POV-Ray : Newsgroups : povray.off-topic : Free will : Re: Free will Server Time
4 Sep 2024 19:17:23 EDT (-0400)
  Re: Free will  
From: somebody
Date: 27 Jan 2010 06:06:13
Message: <4b601e25$1@news.povray.org>
"Darren New" <dne### [at] sanrrcom> wrote in message
news:4b5fbf4d$1@news.povray.org...
> somebody wrote:
> > Depends on what you mean by "know",

> Being aware that you have made a decision is "know" here.

I was more concerned about the degree of confidence, or maybe correlation.
One can claim that meteorologists know tomorrow's weather as well as he can
claim that they do not. Both can be correct depending on what one
understands from the term.

> > but it's pretty common to predict other
> > people's decisions and reactions.

> Yeah, but not when it's "pick a random number from 1 to 2."  This isn't
> really what most people would call a "decision."

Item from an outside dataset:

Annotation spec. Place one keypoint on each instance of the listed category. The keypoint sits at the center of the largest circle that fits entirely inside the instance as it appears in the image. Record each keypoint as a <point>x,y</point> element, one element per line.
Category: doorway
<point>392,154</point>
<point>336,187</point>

Why? That's the least of human faculties. A coin can do better than me in
making a random picks. For whatever reason, if there were a RNG in our
brains, would that prove that we have free will? Would you say a computer
program controlling a robot that spits out random binary decisions (say,
based on a radioactive source and geiger counter) as to the next direction
to take, has free will?

If we define free will as ability to make non-predictable (or without 100%
certainty) decisions, any quantum system can be said to have free will. Then
the term becomes meaningless.

But therein lies the problem - how can we define it so it's meaningful if
both deterministic and probabilistic decisions are out?